Kontraversi Kebudayaan Tadulako

            Kesaksian penulis diawali ketika sebuah ide pembentukan kesatuan suku bangsa Tadulako yang digulirkan oleh  Rusdy Toana, seorang tokoh di Sulawesi Tengah. Kontraversipun terjadi karena budaya itu bukan persoalan revolusi melainkan evolusi, seorang budayawan Masyudin Masyuda menganggap kebudayaan Tadulako ini sama saja dengan menyaingi Bhineka Tunggal Ika.
            Budaya Kaili memang sangat menarik sebab sistem demokratisasi dalam tatanan adatnya yang aneh sekali. Sayangnya di tanah Kaili belum ada ilmu seperti; Javalogi, Sundalogi, Lagaligologi, atau semacam cagar budaya. Sehingga reaktualisasi kebudayaan Sulawesi Tengah perlu diciptakan, sama dengan halnya Indonesia yang juga diciptakan bukan terbentuk dengan sendirinya.
            Polemik dialek dan bahasapun juga diungkap dalam buku ini, khususnya etnis dan subetnis yang menggunakan istilah Tadulako. Di daerah Luwuk Banggai, Tomini, Tolitoli an Bungku belum ditemukan. Sehingga kata ini dirasa mendominasi daerah-daerah tersebut apabila dipaksakan, seperti halnya Toriaja atau Toraja masuk ke tanah Kaili dan Pamona oleh DR. Kruyt tahun 1897 dalam bukunya Van Poso naar Parigi, Sigi in Lindoe.
            Mengingat bahasa itu adalah domisili bukan dominasi, Kebudayaan Tadulako menjadi prahara di masanya. Sebab tidak seluruh etnis Sulawesi Tengah mengenal baik istilah Tadulako dalam dialek bahasanya. Keinginan kuat untuk membentuk Kebudayaan Tadulako dinilai tak akan menandingi Bhineka Tunggal Ika, ini istilah perekat yang dipakai untuk menyatukan etnis. Mengingat Sulawesi Tengah memiliki sangat banyak etnis asli seperti etnis; Kaili, Kulavi, Napu, Behoa, Bada, Mori, dan Pamonai. Tidak seperti di Jawa hanya etnis Jawa, di Jawa Barat ada etnis Sunda, dan lain-lain. Selain itu keinginan adanya lingua franca di Sulawesi Tengah yang juga masih diambang perselisihan. 

Dero dibenci

            Sejak kesepakatan Deklarasi Malino untuk perdamaian Poso, dero masih dibenci tapi dirindukan masyarakatnya. Tradisi dero adalah simbol perdamaian yang dilaksanakan ketika berhasil membangun tempat pertemuan (bantaya/baruga) yang dibangun secara bergotong royong, dero digelar untuk melepaskan kepenatan setelah usai bekerja bahkan berakhir menjelang pagi.
            Tradisi itu berlangsung ratusan tahun  jauh sebelum kedatangan Albert Cristian Kruyt seorang pekerja zending tahun 1892. Pada waktu itu, tradisi animism leluhur suku-suku asli Tanah Poso yang irasional disingkirkan pekerja zending sambil mengajar penduduk untuk rasional. Melihat dero, momen itu dimanfaatkannya untuk memberi pengajaran.

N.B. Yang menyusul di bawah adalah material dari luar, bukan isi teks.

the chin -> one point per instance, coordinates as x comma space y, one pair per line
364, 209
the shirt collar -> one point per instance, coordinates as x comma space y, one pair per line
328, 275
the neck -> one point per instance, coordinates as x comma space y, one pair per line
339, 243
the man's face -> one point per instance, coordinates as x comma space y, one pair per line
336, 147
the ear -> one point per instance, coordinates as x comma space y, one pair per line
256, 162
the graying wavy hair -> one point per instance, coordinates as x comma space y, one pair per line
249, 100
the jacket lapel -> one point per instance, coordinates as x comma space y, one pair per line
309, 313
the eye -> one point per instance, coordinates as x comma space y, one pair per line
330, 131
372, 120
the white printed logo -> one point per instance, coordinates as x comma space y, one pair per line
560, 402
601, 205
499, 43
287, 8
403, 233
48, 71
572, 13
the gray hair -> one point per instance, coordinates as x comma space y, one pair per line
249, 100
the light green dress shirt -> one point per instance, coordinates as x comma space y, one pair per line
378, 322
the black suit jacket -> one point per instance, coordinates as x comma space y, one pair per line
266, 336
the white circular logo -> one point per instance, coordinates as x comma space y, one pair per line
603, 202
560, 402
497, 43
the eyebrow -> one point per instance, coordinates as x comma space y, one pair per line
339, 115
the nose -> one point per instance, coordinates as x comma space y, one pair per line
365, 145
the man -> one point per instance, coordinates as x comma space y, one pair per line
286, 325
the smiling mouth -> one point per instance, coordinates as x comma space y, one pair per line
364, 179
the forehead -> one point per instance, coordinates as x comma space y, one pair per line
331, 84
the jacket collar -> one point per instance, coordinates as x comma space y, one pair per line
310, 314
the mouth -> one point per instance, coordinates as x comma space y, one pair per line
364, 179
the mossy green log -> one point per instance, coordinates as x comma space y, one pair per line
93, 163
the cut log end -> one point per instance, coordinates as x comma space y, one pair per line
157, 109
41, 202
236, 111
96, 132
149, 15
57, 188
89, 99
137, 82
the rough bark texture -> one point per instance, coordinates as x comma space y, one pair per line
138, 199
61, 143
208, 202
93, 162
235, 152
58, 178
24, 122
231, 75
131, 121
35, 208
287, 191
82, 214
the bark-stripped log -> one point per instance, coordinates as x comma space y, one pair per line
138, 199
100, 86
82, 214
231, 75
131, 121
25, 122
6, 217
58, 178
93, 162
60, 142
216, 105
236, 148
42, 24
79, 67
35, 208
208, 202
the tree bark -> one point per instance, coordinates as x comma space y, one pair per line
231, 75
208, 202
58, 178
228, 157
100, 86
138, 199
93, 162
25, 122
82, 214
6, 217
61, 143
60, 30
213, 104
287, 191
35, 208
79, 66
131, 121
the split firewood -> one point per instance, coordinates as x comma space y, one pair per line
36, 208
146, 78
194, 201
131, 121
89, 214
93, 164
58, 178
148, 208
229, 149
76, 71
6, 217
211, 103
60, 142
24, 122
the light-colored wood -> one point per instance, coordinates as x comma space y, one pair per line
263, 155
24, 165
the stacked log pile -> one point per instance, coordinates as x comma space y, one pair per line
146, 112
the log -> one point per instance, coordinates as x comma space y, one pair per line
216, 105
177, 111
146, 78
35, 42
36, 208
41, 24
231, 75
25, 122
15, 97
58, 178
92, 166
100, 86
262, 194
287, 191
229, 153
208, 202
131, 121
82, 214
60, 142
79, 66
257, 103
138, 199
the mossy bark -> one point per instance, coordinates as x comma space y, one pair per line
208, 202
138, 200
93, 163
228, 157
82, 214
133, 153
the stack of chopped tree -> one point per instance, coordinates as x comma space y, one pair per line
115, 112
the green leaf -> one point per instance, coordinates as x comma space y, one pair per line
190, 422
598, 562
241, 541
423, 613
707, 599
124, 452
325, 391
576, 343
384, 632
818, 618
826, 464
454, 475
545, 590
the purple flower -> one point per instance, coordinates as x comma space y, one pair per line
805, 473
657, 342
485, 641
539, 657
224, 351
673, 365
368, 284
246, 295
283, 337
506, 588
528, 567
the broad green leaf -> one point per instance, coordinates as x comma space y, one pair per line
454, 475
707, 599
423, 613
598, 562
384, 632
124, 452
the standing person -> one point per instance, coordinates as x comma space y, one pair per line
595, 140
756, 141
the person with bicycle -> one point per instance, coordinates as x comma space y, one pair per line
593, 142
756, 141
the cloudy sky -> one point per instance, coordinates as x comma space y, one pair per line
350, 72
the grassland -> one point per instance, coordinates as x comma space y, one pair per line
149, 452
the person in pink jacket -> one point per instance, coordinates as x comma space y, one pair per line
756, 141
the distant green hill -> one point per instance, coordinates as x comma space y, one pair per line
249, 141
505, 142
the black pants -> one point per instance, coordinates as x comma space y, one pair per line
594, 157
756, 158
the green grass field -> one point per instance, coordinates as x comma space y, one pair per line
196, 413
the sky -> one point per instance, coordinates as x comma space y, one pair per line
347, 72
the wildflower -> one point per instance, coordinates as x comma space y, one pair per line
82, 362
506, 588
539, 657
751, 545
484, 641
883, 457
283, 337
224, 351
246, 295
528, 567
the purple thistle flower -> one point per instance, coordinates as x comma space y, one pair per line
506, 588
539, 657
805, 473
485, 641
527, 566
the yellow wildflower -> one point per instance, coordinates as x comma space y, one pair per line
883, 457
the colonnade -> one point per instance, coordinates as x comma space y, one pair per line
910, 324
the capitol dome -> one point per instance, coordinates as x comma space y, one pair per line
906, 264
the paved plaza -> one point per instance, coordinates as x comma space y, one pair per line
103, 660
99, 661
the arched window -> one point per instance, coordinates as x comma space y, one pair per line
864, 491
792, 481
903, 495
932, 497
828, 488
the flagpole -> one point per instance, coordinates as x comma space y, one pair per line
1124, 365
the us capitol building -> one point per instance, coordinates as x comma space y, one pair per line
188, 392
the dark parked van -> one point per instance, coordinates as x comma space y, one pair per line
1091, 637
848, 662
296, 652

            Kehadiran buku Menggugat Kebudayaan Tadulako dan Dero Poso ini cukup penting ke khalayak publik. Ada dua topik yang dibahas dalam buku ini yakni Kebudayaan Tadulako dan tarian Dero Poso yang kini diharamkan oleh pihak keagamaan dilaksanakan, dan ini juga yang menjadi kelemahan buku karena tidak ada sinergi antara kedua topik tersebut. Betapapun buku ini menjadi penanda kalau di Kota Palu mulai ada kepedulian lebih terhadap gerakan menulis dan literasi. Selain itu, kekurangan buku ini adalah masih belum detail menguak siapa sebenarnya pahlawan megalit yang dituliskan tersebut. Masih datar, tetapi daripada tidak sama sekali. Di samping itu mungkin, karena penulisnya adalah wartawan bukan ahli antrapolog maka tulisan-tulisan hanya berdasarkan opini yang dibangun dan telah mendarah daging sehingga keabsahan mengenai betulkah Tadulako itu pahlawan megalit belum terkuak secara pasti.